In vivo human cancer genomics studies

We analyzed 2, 540 tumors across 22 cancer types of PCAWG [1], including 321 tumors of hepatocellular carcinoma, 286 tumors of prostate adenocarcinoma, 237 tumors of pancreatic adenocarcinoma, 194 tumors of breast adenocarcinoma, 146 tumors of central nervous system medulloblastoma, 143 tumors of renal cell carcinoma,112 tumors of ovary adenocarcinoma and 100 cases of B-cell non-Hodgkin lymphoma. Other cancer types have less than 100 tumors per cancer type. The tumors were whole genome sequenced and datasets of the somatic mutation calls were downloaded from https://www.synapse.org/#!Synapse:syn11726620, which includes single base substitution (SBS) and Insertions and Deletions (INDEL). The hypermutator tumors with SBS mutation burden more than 10 mutations/Mb were excluded [58] (e.g., we excluded 5 tumors of hepatocellular carcinoma, 4 tumors of pancreatic adenocarcinoma, 4 tumors of breast adenocarcinoma, 1 tumor of renal cell carcinoma,1 tumor of ovary adenocarcinoma, 7 tumors of B-cell non-Hodgkin lymphoma and zero tumors for other two cancer types). For each cancer type, we applied SUITOR, SigProfilerExtractor, SignatureAnalyzer and signeR to select the number of signatures and estimate signature activities and profiles. The signatures with cosine similarity larger than 0.8 were reported. The higher the cosine similarity the better match to a COSMIC signature profile. The cosine similarity equivalent to one denotes a perfect match. Note that the cosine similarity larger than 0.9 is a more stringent cutoff and our simulation studies show few true signatures may be missed by using the cosine similarity 0.9 as the cutoff.
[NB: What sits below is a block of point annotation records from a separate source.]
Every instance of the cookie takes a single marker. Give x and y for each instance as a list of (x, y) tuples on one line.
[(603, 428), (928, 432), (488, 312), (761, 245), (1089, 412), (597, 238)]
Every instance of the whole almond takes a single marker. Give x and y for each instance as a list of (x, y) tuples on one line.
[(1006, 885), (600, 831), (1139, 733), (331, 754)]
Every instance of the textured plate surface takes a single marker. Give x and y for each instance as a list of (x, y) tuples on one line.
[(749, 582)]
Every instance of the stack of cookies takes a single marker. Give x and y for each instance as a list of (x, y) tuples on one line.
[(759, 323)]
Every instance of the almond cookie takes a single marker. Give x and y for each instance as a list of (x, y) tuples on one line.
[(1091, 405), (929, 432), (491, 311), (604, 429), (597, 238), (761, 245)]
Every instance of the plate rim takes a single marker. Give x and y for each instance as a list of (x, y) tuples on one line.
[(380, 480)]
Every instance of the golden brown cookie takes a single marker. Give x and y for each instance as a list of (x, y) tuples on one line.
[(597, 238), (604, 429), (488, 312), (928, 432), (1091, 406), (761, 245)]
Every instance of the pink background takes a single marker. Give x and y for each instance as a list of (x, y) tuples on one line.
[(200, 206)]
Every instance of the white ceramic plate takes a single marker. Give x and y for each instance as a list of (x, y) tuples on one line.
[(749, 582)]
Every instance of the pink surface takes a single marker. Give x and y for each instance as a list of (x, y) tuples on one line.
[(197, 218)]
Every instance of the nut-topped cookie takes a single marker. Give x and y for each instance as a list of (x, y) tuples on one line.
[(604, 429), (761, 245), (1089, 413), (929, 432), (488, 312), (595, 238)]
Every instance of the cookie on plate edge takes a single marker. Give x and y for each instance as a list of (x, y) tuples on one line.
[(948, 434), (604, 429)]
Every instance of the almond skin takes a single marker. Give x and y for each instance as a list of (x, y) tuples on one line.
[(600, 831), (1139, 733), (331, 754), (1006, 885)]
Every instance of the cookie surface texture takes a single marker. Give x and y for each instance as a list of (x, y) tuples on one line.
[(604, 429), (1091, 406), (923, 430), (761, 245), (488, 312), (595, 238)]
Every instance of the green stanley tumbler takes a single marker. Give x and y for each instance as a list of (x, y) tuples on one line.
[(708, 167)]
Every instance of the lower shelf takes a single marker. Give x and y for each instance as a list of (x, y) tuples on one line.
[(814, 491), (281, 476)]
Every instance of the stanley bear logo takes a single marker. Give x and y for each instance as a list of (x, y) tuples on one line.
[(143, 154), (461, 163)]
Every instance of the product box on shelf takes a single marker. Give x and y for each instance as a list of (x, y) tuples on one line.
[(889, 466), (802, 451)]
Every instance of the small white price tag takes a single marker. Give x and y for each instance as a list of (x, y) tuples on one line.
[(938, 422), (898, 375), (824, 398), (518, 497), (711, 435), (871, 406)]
To compare the prediction errors, we split the mutation type matrix into a training set (90% of counts in the mutation type matrix), a validation set (5%) and a testing set (5%). For SUITOR, the training set was used to fit the probabilistic NMF model with multiple numbers of signatures and the validation set to select the number of signatures. The other methods used both the training and validation sets to select the number of signatures. Next, we compared the prediction errors of selected signatures by each method on the testing set. For SigProfilerExtractor, SignatureAnalyzer and signeR, we imputed missing training data by medians of available mutation counts per each mutational type, applied each method, predicted the testing data and calculated the prediction error as SUITOR did. For SUITOR, it could handle missing data and predict the testing data by the ECM algorithm. Note that the split of the mutation type matrix into a training set (90% of counts in the mutation type matrix), a validation set (5%) and a testing set (5%) was used for comparing the prediction errors only. For comparing the extracted profiles (Fig 4B and 4C), all counts in the mutation type matrix were used for SigProfilerExtractor, SignatureAnalyzer and signeR.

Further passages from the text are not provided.